Capoeira, Joyce explained, is a Brazilian tradition and art that combines music, dance, martial arts, and acrobatics. In the colonial period, about 3.5 million people were taken from Africa to Brazil for the slave trade, which lasted for 350 years. Capoeira is said to be truly Brazilian because the slaves relied on it in their quarters and used it to resist henchmen.

“Slaves did not have control over their bodies and lived under harsh conditions with corporal punishment. The only tool they had to fight their oppression was their body. They used it as a tactical and lethal weapon.

“They didn’t have access to knifes or metal, anything they could fight with. So they fought with their bodies,” Joyce said. Constantly under watch, the slaves made the fight form look like a dance and claimed to outsiders that they were mixing dance, culture, and religion—all the while hiding their form of resistance.

Capoeira is practiced around the world today in a circle called a Roda (“Ho-dah”), where the players sing, clap, and perform the kicks and movements, often to accompanying instruments. Participants focus on keeping a constant flow of movement going as they improvise kicks over a partner’s head—with the goal of creating a dialogue, not causing harm.

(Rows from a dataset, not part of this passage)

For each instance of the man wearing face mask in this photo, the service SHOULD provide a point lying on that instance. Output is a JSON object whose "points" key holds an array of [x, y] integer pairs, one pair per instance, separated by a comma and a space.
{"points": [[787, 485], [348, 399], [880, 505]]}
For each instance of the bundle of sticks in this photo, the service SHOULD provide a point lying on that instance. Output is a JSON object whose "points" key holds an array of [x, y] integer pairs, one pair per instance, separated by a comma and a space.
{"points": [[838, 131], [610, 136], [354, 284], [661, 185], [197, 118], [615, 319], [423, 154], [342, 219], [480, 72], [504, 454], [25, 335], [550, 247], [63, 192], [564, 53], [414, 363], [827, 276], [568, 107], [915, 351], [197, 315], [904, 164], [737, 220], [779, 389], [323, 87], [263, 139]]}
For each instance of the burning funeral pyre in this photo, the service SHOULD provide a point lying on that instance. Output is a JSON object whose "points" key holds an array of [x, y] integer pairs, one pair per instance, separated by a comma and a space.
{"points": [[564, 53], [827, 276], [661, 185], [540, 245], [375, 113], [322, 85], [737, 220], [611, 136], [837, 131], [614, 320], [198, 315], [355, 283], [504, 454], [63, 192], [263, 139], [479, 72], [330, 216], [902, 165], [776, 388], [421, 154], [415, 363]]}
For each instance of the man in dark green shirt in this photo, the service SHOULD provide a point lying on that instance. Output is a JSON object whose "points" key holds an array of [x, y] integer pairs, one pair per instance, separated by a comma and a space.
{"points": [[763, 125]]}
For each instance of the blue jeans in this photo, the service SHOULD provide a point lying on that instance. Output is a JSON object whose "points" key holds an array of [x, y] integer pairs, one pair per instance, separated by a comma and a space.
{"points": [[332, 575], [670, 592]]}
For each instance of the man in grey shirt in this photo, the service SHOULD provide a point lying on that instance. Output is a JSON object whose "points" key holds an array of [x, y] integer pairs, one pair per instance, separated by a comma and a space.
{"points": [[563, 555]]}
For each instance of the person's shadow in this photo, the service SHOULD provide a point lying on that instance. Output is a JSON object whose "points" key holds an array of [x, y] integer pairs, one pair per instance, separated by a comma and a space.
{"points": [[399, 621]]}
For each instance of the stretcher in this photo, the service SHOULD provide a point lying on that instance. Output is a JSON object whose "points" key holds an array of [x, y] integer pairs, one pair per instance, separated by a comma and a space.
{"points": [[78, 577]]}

And how does this transform into a class at Saint Mary’s Jan Term?

“This class is about participating,” continued Joyce, who worked hard to prepare for Jan Term, searching through appropriate readings, films, and songs to help students understand slavery’s history.  While students carefully replicate and re-create dance/fight moves, Joyce asks them to consider specific questions. “Are you being respectful of the rituals? Are you keeping in mind that this represents not just another culture but another race?” she asked them.

Joyce has students read about the history of slavery both in Brazil and North America, and watch documentaries, and in the last week create a special Capoeira musical instrument called a berimbau.

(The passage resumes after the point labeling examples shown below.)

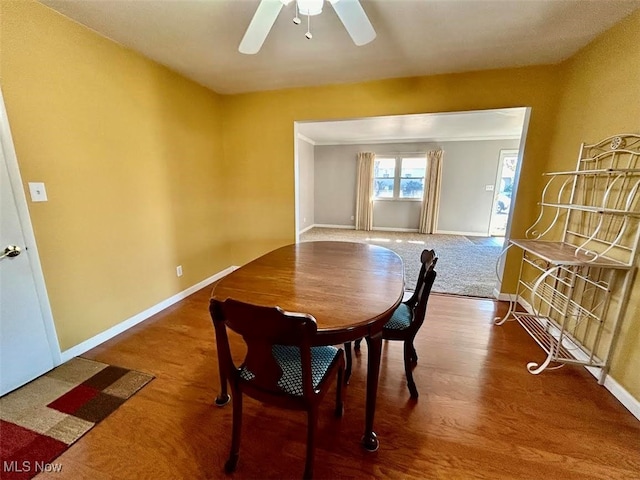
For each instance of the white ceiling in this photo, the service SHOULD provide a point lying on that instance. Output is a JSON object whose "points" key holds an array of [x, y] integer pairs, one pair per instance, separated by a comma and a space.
{"points": [[199, 38], [504, 123]]}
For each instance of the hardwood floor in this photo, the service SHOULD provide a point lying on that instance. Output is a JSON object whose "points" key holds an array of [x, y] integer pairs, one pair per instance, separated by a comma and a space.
{"points": [[480, 414]]}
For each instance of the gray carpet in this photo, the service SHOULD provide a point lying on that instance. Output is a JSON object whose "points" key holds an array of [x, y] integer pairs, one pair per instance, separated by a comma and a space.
{"points": [[465, 267]]}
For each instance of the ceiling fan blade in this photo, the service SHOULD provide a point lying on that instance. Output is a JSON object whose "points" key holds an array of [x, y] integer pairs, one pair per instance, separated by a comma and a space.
{"points": [[261, 23], [355, 20]]}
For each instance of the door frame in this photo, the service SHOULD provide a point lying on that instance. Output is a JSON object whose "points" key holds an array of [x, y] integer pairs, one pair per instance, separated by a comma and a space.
{"points": [[15, 180]]}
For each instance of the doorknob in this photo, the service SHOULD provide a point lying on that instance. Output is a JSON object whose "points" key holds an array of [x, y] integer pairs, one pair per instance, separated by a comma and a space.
{"points": [[11, 251]]}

“The class is really about all this diversity, and something that is different and out of your comfort zone,” Joyce said. “And I think students have learned to appreciate it. They can really talk about Capoeira with others to spark difficult conversations about racism and race with questions that are historical but also lingering.”

Students keep a journal as they progress through class. “They go from thinking the simple, like, Who knew that it was so hard to clap and sing at the same time? to things like, Who knew that another form of resisting oppression in Brazil was that when they asked slaves to build the churches, the slaves resisted by crafting angels who were pregnant.”

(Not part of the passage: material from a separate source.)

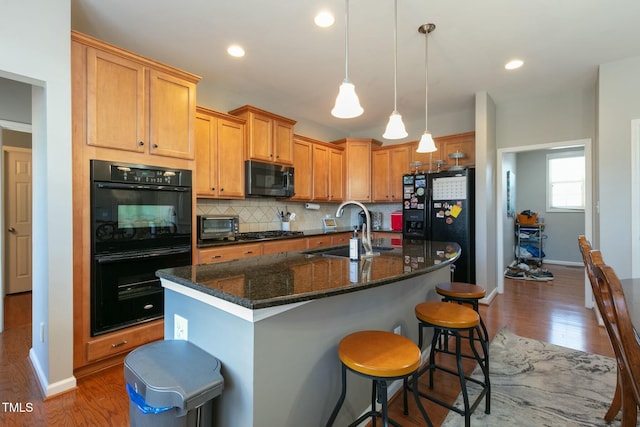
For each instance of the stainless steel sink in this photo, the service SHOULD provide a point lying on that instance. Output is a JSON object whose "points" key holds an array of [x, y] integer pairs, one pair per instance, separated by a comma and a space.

Students get a work out but plenty to think about as well. “The class has changed my viewpoint of the art of Capoeira itself,” said Piper Westrom ’20. “I didn’t think it was quite so much of a dance, but also it’s so much more than that, with the history. I had no idea where it came from or what it was about.” Westrom said she’ll be attending Capoeira classes in the future. “That’s another thing they teach about,” she said, “how inclusive it is. Anybody, any level, any gender is welcome.”

Students seemed enthralled throughout the dance/fight in the Roda. Junior Leah Dobson spoke afterword enthusiastically about her final project group presentation. “We’re putting together journals and them some of the movements into a game. It’s a way to talk about our experiences.”

“I think the students formed a bond,” said Joyce. “They tell me it’s so rewarding and that they’ve talked to their moms and showed a video of them doing Capoeira. Others went to a party where people were dancing, and they started doing Capoeira.”

Several students have joined a Capoeira class Joyce attends in Walnut Creek. “They may not become lifelong Capoeiristas—or maybe they will—but at least they know what it is and can talk about it,” Joyce said.